Melinda Gates Calls for More Emphasis on Education

Melinda Gates, co-chair of the Bill and Melinda Gates Foundation, attends a session at the World Economic Forum in Davos in January. Pierre Verdy/AFP/Getty Images hide caption
The Bill and Melinda Gates Foundation has put a new emphasis on education with its most recent charity initiative.
Robert Siegel spoke with Melinda Gates, co-chair of the world's largest philanthropic organization and wife of Microsoft founder Bill Gates, about the new $60 million initiative to ensure education reform has a prominent place in the coming presidential campaign.
The program, Strong American Schools, is a jointly funded effort with The Eli and Edythe Broad Foundation.
In her interview, Gates said that Americans don't talk about the fact that millions of students drop out of high school each year – and that number jumps 50 percent when looking at the African-American population.
Is the problem lack of awareness of the problem of school dropouts, or is it that people attribute that to the students and not to the schools?
I think it goes both ways. I think the Americans need to understand that a lot of times the children are bored in school, and that is why they are not staying in. But people don't realize that schools can do the right things to support students, that if the high expectations of students with great curriculum, if they are attracting and retaining the best teachers, if they are supporting the students in the schools, that there is a solution.
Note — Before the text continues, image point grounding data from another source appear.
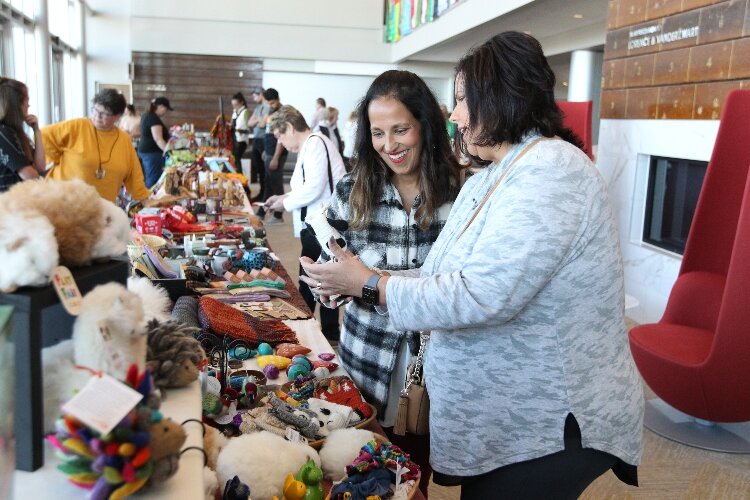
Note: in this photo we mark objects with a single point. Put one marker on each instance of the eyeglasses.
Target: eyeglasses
(103, 114)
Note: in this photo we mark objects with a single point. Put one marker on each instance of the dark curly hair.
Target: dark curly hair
(509, 91)
(439, 169)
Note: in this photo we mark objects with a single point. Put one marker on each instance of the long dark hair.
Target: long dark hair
(509, 89)
(12, 95)
(439, 170)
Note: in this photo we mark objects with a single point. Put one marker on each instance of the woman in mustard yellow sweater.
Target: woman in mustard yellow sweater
(95, 150)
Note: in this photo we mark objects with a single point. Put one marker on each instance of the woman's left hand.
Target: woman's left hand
(344, 276)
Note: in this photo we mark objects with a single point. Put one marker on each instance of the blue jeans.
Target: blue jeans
(153, 164)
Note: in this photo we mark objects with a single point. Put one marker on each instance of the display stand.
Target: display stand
(39, 320)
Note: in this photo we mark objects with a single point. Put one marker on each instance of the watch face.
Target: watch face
(370, 295)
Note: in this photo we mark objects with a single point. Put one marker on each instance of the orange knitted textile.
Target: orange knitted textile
(223, 319)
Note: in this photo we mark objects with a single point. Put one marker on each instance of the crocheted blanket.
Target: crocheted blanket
(223, 319)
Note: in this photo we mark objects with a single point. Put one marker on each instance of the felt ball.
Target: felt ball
(265, 349)
(112, 475)
(271, 371)
(126, 449)
(301, 359)
(296, 370)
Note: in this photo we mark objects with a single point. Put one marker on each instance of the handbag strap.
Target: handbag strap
(499, 181)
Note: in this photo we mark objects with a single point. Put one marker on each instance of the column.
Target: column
(43, 63)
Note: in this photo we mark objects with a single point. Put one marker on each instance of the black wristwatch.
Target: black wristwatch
(370, 290)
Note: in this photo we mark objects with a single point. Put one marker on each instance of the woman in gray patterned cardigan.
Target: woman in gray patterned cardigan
(533, 390)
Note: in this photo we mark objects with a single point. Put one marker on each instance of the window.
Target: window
(673, 189)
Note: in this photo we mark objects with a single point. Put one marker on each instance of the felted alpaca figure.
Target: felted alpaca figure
(262, 460)
(109, 335)
(28, 250)
(85, 227)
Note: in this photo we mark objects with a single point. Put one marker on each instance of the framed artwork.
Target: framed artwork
(124, 88)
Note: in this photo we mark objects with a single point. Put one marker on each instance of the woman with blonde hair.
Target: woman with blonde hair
(19, 158)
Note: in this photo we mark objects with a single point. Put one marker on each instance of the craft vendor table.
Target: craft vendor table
(39, 320)
(187, 484)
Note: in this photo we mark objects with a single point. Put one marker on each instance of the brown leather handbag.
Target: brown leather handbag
(413, 411)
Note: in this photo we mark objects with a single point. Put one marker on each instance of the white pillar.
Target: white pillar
(583, 64)
(84, 61)
(43, 63)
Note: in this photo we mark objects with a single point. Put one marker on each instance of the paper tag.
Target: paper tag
(67, 290)
(102, 403)
(294, 436)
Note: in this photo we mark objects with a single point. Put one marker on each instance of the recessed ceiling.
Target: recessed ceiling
(552, 22)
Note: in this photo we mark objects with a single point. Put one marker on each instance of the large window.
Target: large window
(673, 189)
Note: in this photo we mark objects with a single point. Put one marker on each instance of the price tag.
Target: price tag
(102, 403)
(67, 290)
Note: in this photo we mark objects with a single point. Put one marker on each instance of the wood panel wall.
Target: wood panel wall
(674, 59)
(193, 84)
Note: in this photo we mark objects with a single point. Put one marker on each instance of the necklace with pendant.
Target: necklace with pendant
(100, 171)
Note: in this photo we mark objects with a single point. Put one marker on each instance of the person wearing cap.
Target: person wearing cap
(258, 123)
(154, 137)
(95, 150)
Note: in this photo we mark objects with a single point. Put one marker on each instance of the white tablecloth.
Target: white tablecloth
(180, 405)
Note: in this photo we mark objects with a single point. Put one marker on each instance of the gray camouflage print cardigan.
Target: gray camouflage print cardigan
(526, 310)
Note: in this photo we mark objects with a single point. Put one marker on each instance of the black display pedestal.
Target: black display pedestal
(39, 320)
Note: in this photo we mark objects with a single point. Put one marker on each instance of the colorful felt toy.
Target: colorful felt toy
(143, 447)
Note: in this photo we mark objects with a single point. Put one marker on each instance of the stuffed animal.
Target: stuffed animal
(173, 354)
(109, 335)
(85, 227)
(340, 449)
(156, 301)
(262, 460)
(28, 251)
(107, 311)
(311, 475)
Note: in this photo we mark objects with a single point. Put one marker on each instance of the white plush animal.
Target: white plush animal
(262, 460)
(28, 250)
(115, 233)
(155, 300)
(85, 228)
(110, 333)
(340, 449)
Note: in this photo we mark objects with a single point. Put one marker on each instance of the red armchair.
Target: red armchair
(577, 117)
(697, 357)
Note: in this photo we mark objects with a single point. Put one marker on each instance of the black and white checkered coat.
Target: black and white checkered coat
(392, 241)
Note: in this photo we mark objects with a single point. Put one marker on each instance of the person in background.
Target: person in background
(240, 117)
(95, 150)
(258, 123)
(320, 106)
(130, 122)
(274, 159)
(533, 391)
(350, 134)
(394, 204)
(449, 125)
(329, 126)
(318, 169)
(19, 158)
(154, 137)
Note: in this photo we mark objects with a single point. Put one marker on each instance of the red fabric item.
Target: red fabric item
(223, 319)
(697, 358)
(577, 117)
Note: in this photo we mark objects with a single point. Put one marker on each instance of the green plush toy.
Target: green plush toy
(311, 475)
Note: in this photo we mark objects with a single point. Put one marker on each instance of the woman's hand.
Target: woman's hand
(32, 121)
(344, 276)
(275, 203)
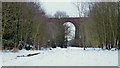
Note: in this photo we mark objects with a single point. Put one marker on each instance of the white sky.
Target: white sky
(52, 7)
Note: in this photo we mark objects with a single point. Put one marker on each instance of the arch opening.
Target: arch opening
(69, 30)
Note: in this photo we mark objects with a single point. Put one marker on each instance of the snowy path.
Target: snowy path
(62, 57)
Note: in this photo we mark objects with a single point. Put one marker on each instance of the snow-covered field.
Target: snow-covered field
(71, 56)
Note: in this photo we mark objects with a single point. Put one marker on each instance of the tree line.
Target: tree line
(101, 28)
(25, 25)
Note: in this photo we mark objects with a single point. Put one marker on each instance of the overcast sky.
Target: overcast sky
(52, 7)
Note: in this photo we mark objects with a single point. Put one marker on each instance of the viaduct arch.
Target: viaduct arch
(75, 20)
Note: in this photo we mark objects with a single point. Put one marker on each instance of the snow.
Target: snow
(71, 56)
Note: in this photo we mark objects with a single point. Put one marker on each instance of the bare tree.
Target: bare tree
(60, 14)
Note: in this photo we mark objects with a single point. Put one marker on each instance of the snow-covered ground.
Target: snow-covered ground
(71, 56)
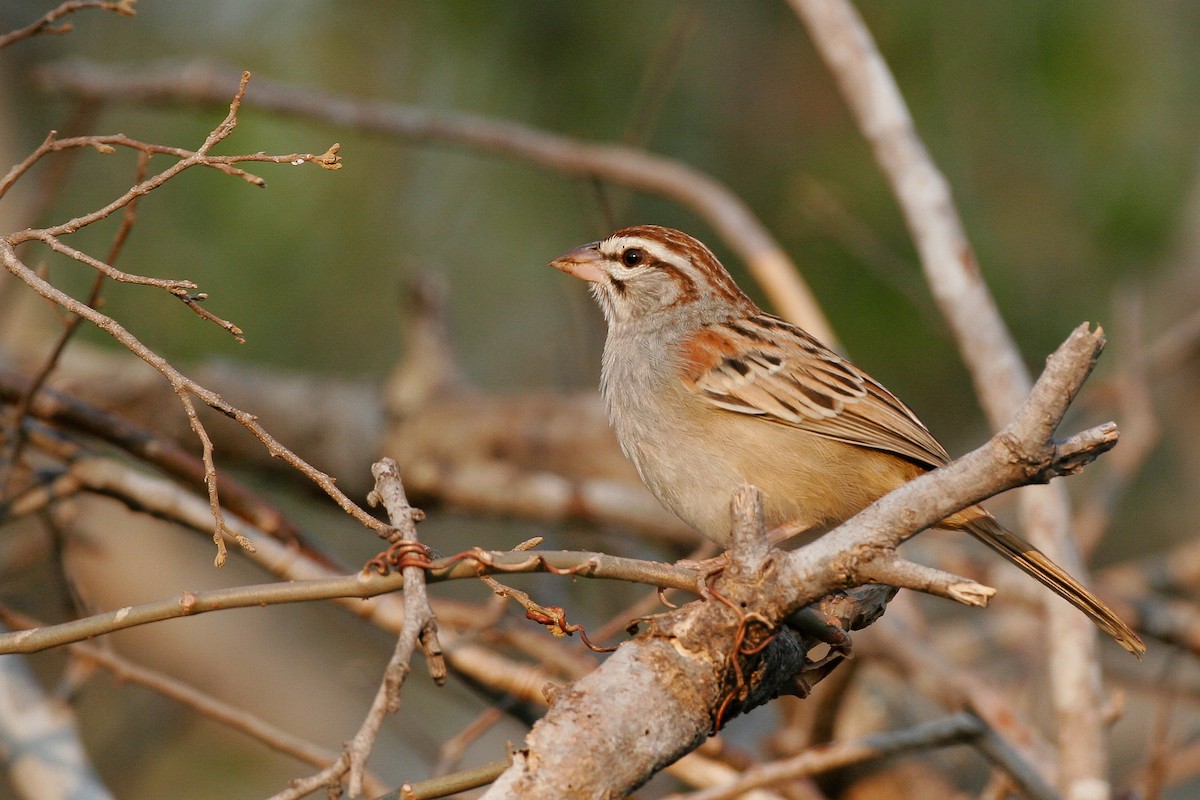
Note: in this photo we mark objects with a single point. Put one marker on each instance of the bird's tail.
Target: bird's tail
(1037, 565)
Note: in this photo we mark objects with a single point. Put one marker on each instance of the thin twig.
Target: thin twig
(987, 347)
(963, 728)
(46, 24)
(630, 167)
(420, 625)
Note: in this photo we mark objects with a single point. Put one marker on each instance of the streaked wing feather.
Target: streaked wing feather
(793, 379)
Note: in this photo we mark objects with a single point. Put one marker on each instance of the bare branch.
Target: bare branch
(706, 661)
(46, 24)
(1000, 378)
(630, 167)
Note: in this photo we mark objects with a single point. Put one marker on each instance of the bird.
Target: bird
(706, 392)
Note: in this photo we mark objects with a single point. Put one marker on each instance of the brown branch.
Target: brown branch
(127, 672)
(588, 565)
(65, 410)
(961, 728)
(627, 166)
(987, 347)
(46, 24)
(659, 695)
(185, 389)
(71, 325)
(420, 625)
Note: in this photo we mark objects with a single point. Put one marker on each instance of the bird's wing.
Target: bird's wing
(767, 367)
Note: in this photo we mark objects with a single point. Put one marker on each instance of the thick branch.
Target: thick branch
(627, 166)
(664, 691)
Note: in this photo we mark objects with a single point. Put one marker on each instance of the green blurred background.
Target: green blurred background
(1067, 131)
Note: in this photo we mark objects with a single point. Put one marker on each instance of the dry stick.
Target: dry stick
(1139, 429)
(420, 625)
(45, 25)
(1000, 378)
(129, 217)
(963, 728)
(627, 166)
(659, 695)
(64, 410)
(183, 386)
(587, 565)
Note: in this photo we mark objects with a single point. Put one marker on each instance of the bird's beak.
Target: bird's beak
(582, 263)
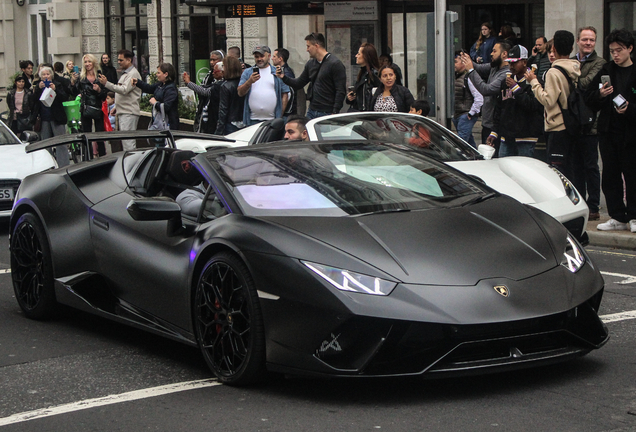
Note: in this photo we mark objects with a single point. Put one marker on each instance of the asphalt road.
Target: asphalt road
(87, 374)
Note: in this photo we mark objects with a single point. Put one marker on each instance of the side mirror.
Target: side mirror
(30, 136)
(157, 209)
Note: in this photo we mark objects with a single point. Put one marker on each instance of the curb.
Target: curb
(612, 240)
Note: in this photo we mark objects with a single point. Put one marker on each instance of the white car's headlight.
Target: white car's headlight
(570, 190)
(346, 280)
(573, 256)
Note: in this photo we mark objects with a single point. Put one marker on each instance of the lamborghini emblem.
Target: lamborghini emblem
(502, 289)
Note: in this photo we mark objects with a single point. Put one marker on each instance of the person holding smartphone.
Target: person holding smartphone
(612, 93)
(266, 95)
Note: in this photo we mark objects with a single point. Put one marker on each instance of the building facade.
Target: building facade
(184, 31)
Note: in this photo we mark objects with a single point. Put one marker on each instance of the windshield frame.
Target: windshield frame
(466, 150)
(267, 153)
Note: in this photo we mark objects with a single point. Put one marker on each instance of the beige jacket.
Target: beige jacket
(556, 88)
(126, 94)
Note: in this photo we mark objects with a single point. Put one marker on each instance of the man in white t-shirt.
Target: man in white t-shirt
(265, 94)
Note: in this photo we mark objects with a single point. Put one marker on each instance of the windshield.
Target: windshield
(339, 180)
(418, 132)
(7, 137)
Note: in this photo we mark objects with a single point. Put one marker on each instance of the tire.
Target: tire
(228, 321)
(32, 268)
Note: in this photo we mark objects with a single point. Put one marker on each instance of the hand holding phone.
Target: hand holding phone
(605, 79)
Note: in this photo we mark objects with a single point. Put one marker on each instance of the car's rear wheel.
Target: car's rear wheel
(228, 321)
(32, 268)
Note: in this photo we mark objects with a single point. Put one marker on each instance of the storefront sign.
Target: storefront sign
(351, 11)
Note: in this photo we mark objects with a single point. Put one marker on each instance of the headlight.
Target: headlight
(573, 257)
(570, 190)
(346, 280)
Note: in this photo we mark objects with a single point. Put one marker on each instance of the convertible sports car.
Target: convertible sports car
(527, 180)
(15, 165)
(328, 258)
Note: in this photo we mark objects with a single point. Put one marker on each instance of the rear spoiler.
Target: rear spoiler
(87, 138)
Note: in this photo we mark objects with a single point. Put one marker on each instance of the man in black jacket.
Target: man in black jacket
(518, 118)
(587, 177)
(616, 103)
(327, 76)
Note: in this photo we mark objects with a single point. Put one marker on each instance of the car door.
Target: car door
(147, 265)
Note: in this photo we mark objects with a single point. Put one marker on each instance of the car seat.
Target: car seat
(179, 173)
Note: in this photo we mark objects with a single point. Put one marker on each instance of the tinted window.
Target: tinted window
(339, 180)
(422, 134)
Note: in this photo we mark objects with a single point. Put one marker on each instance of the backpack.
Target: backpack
(578, 118)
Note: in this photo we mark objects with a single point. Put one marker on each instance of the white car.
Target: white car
(15, 165)
(528, 180)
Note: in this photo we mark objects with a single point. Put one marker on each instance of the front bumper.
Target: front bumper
(380, 347)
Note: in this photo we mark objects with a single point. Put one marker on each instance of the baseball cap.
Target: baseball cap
(518, 52)
(262, 49)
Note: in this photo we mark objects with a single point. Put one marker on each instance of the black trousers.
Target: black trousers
(619, 160)
(87, 126)
(587, 177)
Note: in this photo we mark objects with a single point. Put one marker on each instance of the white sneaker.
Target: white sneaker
(614, 225)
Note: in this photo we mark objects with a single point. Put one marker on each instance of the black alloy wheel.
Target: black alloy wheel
(228, 321)
(32, 268)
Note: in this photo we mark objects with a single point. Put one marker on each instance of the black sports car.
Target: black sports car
(324, 258)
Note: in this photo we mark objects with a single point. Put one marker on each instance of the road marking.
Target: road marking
(610, 253)
(628, 278)
(108, 400)
(621, 316)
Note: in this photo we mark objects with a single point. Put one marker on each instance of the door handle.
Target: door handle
(101, 223)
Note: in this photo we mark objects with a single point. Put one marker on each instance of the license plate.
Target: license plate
(6, 194)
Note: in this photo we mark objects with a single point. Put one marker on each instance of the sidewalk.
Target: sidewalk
(617, 239)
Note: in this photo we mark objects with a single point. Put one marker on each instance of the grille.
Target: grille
(15, 184)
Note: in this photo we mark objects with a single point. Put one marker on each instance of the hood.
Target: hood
(460, 246)
(15, 163)
(527, 180)
(572, 66)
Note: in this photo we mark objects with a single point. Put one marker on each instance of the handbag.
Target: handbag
(107, 126)
(92, 112)
(48, 96)
(158, 122)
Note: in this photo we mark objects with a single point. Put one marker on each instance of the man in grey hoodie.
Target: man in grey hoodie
(487, 79)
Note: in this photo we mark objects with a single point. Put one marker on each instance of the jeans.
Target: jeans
(464, 128)
(510, 147)
(312, 114)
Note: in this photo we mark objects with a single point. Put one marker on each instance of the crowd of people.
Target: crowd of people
(522, 97)
(577, 103)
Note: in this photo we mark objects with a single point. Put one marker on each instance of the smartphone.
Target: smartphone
(619, 102)
(605, 80)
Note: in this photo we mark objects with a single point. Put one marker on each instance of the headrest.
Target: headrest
(180, 169)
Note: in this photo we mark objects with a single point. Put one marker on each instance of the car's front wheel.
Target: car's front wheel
(32, 268)
(228, 321)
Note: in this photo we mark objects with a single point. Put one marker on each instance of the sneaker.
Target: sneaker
(614, 225)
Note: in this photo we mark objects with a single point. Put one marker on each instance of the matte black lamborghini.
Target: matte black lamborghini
(323, 258)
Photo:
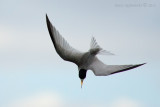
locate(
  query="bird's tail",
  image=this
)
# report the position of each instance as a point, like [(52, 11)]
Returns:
[(96, 49)]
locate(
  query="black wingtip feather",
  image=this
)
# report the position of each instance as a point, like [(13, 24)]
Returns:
[(135, 66)]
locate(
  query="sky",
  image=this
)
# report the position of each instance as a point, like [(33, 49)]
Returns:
[(33, 75)]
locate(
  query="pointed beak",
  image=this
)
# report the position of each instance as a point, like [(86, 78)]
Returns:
[(81, 82)]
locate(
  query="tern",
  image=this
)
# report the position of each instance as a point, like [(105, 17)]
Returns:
[(85, 60)]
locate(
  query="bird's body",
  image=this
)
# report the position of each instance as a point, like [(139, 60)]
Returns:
[(85, 60)]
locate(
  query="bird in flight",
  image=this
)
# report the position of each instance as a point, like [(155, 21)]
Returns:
[(85, 60)]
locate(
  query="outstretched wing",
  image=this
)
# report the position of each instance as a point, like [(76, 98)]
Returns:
[(64, 50), (101, 69), (96, 49)]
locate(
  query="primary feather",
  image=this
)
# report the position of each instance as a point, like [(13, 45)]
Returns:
[(64, 50)]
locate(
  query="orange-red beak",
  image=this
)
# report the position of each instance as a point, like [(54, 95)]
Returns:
[(81, 82)]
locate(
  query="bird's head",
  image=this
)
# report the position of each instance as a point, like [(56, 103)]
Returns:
[(82, 75)]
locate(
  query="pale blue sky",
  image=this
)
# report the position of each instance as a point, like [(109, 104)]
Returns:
[(31, 71)]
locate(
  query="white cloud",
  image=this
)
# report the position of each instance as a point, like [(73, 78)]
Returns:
[(43, 99), (125, 102)]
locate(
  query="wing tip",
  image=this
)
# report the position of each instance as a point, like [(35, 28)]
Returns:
[(135, 66)]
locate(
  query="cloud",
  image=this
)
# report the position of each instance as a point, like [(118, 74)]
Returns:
[(43, 99), (125, 102)]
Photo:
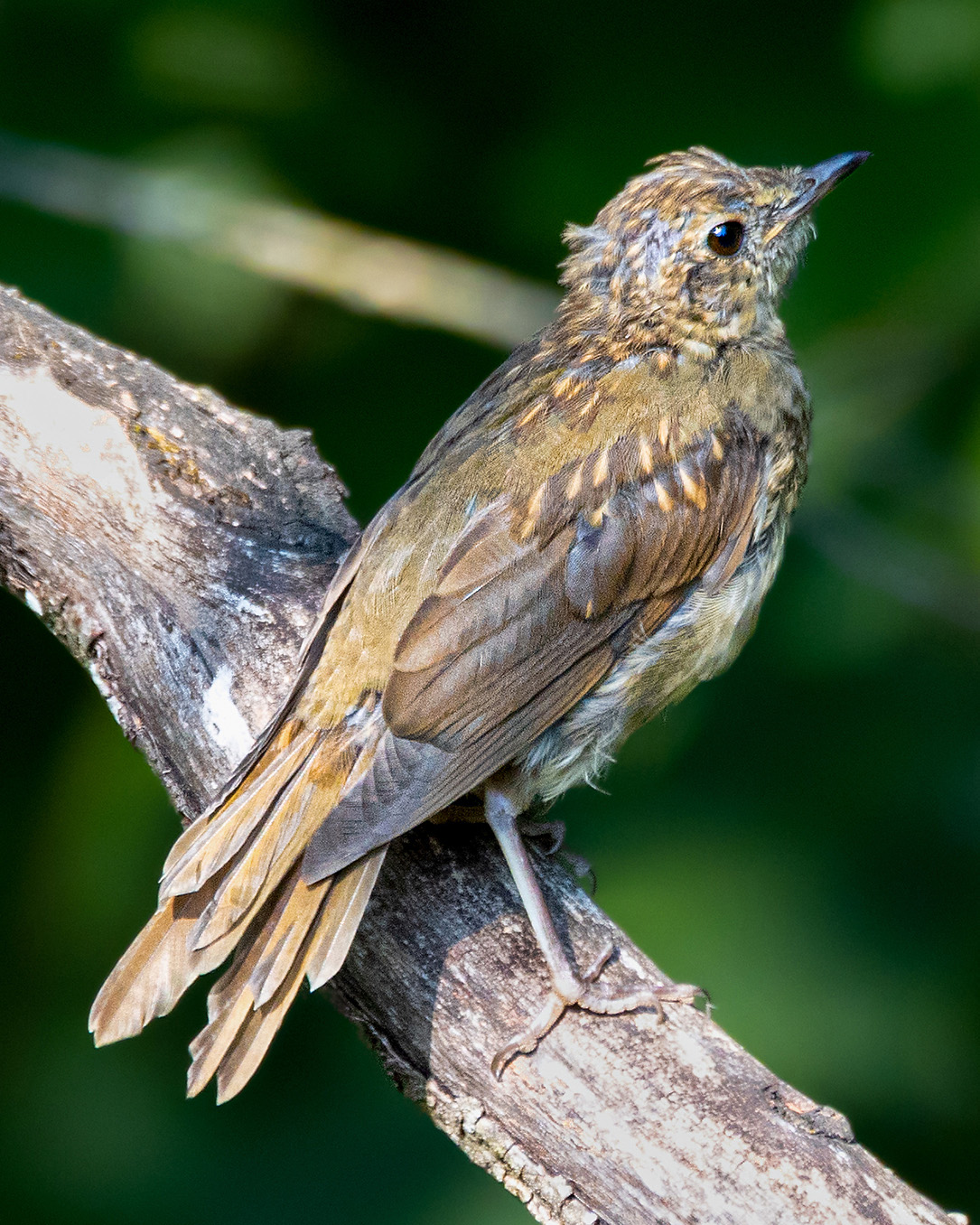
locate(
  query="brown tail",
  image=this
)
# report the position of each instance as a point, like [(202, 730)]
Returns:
[(233, 882)]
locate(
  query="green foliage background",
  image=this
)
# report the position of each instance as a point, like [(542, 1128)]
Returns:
[(800, 836)]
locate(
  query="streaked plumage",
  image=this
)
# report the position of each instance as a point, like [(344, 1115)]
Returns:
[(584, 540)]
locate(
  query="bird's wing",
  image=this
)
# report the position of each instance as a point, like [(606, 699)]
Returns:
[(532, 609)]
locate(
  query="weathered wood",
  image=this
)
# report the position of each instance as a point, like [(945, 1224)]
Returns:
[(179, 547)]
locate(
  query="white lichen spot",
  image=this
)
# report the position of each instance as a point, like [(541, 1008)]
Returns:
[(223, 721)]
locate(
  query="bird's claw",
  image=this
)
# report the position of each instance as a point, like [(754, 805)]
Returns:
[(598, 997)]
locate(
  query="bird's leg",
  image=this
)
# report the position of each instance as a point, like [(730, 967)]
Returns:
[(550, 838), (568, 987), (551, 833)]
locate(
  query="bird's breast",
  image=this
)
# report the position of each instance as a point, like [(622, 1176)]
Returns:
[(696, 642)]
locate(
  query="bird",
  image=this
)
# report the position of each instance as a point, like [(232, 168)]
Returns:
[(587, 538)]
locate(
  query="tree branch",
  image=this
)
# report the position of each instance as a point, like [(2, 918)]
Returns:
[(179, 547)]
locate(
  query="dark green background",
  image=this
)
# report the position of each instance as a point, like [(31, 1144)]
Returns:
[(801, 836)]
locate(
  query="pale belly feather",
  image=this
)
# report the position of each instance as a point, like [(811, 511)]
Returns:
[(696, 642)]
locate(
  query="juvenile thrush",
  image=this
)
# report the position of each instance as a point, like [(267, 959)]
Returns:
[(585, 539)]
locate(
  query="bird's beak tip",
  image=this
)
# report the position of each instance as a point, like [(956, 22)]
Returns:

It is fixable.
From the material that I have seen, Strong American Schools has no official stand on vouchers, on charter schools, on No Child Left Behind, or on any other bill in Congress. It sounds like you're going to be taking a – well, making a great effort to put the question to the public and to provoke answers. Why not, with all of the experience that you have from educational grants that you have made already, get behind and answer it?
Because I think it's more important to get the American people demanding of the presidential candidates that they address these issues. The thing that we are talking about is bigger than any specific one piece of bill or one legislation; it's having Americans rise up and say, 'Let's collectively do something about it; let's debate the issues; let's come up with the right solutions.' We're not trying to dictate a solution. We don't think we have all of the answers, but we think the American people should make sure that their candidates lead on this issue and come up with the right answers.
Gallup polled Americans last month, and they were told that education ranked as priority number seven for people, and in that poll, people said that to improve public education we need, more than anything else, more teachers and better teachers. Do you accept that as a given, that we need more teachers and better teachers?
Yes, we accept as a given that we need better teachers. There are absolutely lots of teachers who are trying to come into the profession, but they are not attracted enough to say, 'I'm going to switch careers to do it,' or they are often not retained ... because the salaries and the compensation aren't there to make it happen.
What is your measure of success here of this initiative? Is it getting a discussion going, seeing issue-position statements from the candidates in education, or actually seeing changes in schools?
Well, ultimately down the road, we want to see changes in schools. I mean, that is what we are driving for. But we think this is the right time, that the next step to make changes in schools is to get this as part of the national discourse and make sure the presidential candidates are talking about it so that whoever is chosen really says education is my No. 1 domestic priority for the United States.
But you want to see it move up that list, off of No. 7.
Correct, up to No. 1, domestically.
If you can get people to focus on the problems of our schools failing lots of our kids, then comes the question of solution. We have a very – a bill now, the No Child Left Behind Act, in which the public is greatly divided, and people in education are very much divided about it. Doesn't getting education higher up in the debate simply mean that there might be more talk about conflicting ideas about how to improve it?
But as a democracy, that is how we make change, right? We debate issues and then we move forward. And so it's an important debate and one that Congress certainly needs to happen.
I just want to ask you about a statement on the Bill and Melinda Gates Foundation's Web site that I read, which is that, "All students in the United States can and must graduate from high school, and they must leave with the skills necessary for college, work, and citizenship." I think everyone would agree that they better leave with the skills for citizenship because everyone can vote at age 18, and we urge them to. College. Can we reasonably expect 100 percent of high school students to become college students?
Yes, I think we can. And, in fact, I'm here today in the Chicago school district visiting with students – huge number of Latinos and African-American populations, and guess what? I'm in schools where 95 to 98 percent of these kids are going on to college, and it's because they started freshman year with teachers who believe in them and said, 'These kids can do it.' And maybe they are not coming in with the right reading or math skills, but we are going to bring them up, and we are going to have high expectations of them. And guess what? Those kids are succeeding, and those kids are getting into college.
That would be a dramatic increase of the share of high school students, if 100 percent went on to college. I mean, you would be effecting an enormous social change if you could reach –
Correct, and that is the idea.
How many years do you think it would take to achieve that particular –
I think it is going to take us quite a while. I think that this is a long-term effort and I think it's one that the foundation is going to be at for a very long time. But it ought to be our goal as a nation. We shouldn't let this number of students drop out. I think it's a moral crisis that we're failing students this way.